A medida que Mateo iba creciendo, también lo hacía su interés por todo lo relacionado con la pintura, y más genéricamente, con el deseo incontenible de aprender que le acompañó, en forma casi de progresión geométrica, durante toda su vida. Disfrutaba paseándose por la casa de su mentor, contemplando largamente cada uno de los cuadros que colgaban de sus paredes. Miguel se preguntaba qué pasaría por la cabeza del niño mientras sus ojos permanecían inmóviles ante las obras que poblaban sus habitaciones. Siempre tenía miles de preguntas, y aunque desbordaba la inocencia del aprendizaje y el interés por lo desconocido, sus ojos


albergaban la apariencia de poseer muchas más respuestas de las que podría esperarse para un niño de su edad.
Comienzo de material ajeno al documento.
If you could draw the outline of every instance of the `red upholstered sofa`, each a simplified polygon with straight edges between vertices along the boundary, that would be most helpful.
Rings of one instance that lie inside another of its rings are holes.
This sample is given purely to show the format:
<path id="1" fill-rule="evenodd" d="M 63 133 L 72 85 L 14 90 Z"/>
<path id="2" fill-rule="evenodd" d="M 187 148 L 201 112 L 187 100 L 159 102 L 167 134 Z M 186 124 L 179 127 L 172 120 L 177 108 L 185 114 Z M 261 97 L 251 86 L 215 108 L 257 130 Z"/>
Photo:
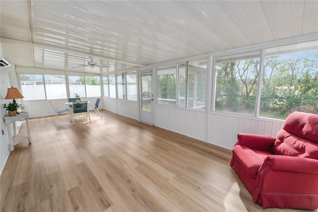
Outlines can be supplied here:
<path id="1" fill-rule="evenodd" d="M 294 112 L 276 137 L 240 133 L 231 166 L 263 208 L 318 209 L 318 115 Z"/>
Miguel siempre fue consciente de la unicidad de aquella criatura que se había cruzado en su camino; pero, lo que más le llamaba la atención era esa forma especial de ser del niño, esa bondad expresada a flor de piel, esa especie de sabiduría interna perfectamente legible en su expresión, en sus ojos, en sus gestos, en su sonrisa. Mateo era una incógnita constante para él, y lo fue aún más a partir de aquel día en que pudo atisbar en el niño el inicio de su expresión mágica. Fue el comienzo de algo mucho más portentoso que todas las evidentes cualidades que ya había mostrado. Aquel día, Mateo le enseñó a su profesor que era mucho más capaz de rozar el infinito de lo que se hubiera podido imaginar.

La tarde del primero de diciembre de los cinco años del pequeño, mientras contemplaban en un libro sobre pintura renacentista los cuadros más importantes del periodo, Mateo quedó varios minutos en silencio ante el conocidísimo “Nacimiento de Venus” de Botticelli. Con sus pequeños ojitos clavados en el dibujo, se hacía miles de preguntas mientras contemplaba a la hermosa mujer que nacía de la espuma del mar. Se enredaba en sus cabellos dorados, en su mirada tranquila, en los angelitos que soplaban a carrillos llenos un viento que no parecía afectar más que al cabello de esa joven tan hermosa, que desprendía tanta paz. Quería saber quién era y por qué razón flotaba esa concha tan pesada sobre las aguas del mar.

Colocó sus manitas sobre el libro, rozando apenas la mejilla de Venus, sintiendo con ella una primavera nueva y florida, y se preguntó por qué su mirada estaría cargada de tristeza, si todo a su alrededor se vestía de belleza. -¿Por qué está triste? – repetía mientras mantenía sus deditos sobre los labios de la diosa.


Entonces, algo magnífico sucedió ante los ojos de Miguel. Por un instante, entre la desnudez y el pudor de la joven recién nacida, se pudo atisbar una sonrisa. La diosa, entre maternal y pícara, le devolvía a Mateo su deseo por verla sonreír.

Entre la incredulidad y la confusión, Miguel pensó que, quizás, la magia del arte le había llevado a ver más allá de lo puramente real. O que, tal vez, el deseo infantil de Mateo había nacido también en su cuerpo, como la bella Venus, haciéndole compartir sus propios sueños como regalo de su inocencia. Cuando el niño volvió la vista hacia su maestro, éste consiguió preguntarle si se había dado cuenta de que la mujer le sonreía, a lo que Mateo contestó con un profundo y tranquilo “Sí”, tan seguro, tan poco sorprendido de lo extraordinario del asunto, que terminó por venderle a su profesor esa sensación de normalidad que lo envolvía a él.

Desde aquel inusitado momento, Miguel fue consciente de que Mateo no era simplemente un ser de inteligencia excepcional. Aquella ocasión fue la primera de muchas otras que iban a aparecer de un modo cada vez más frecuente en las vidas de ambos.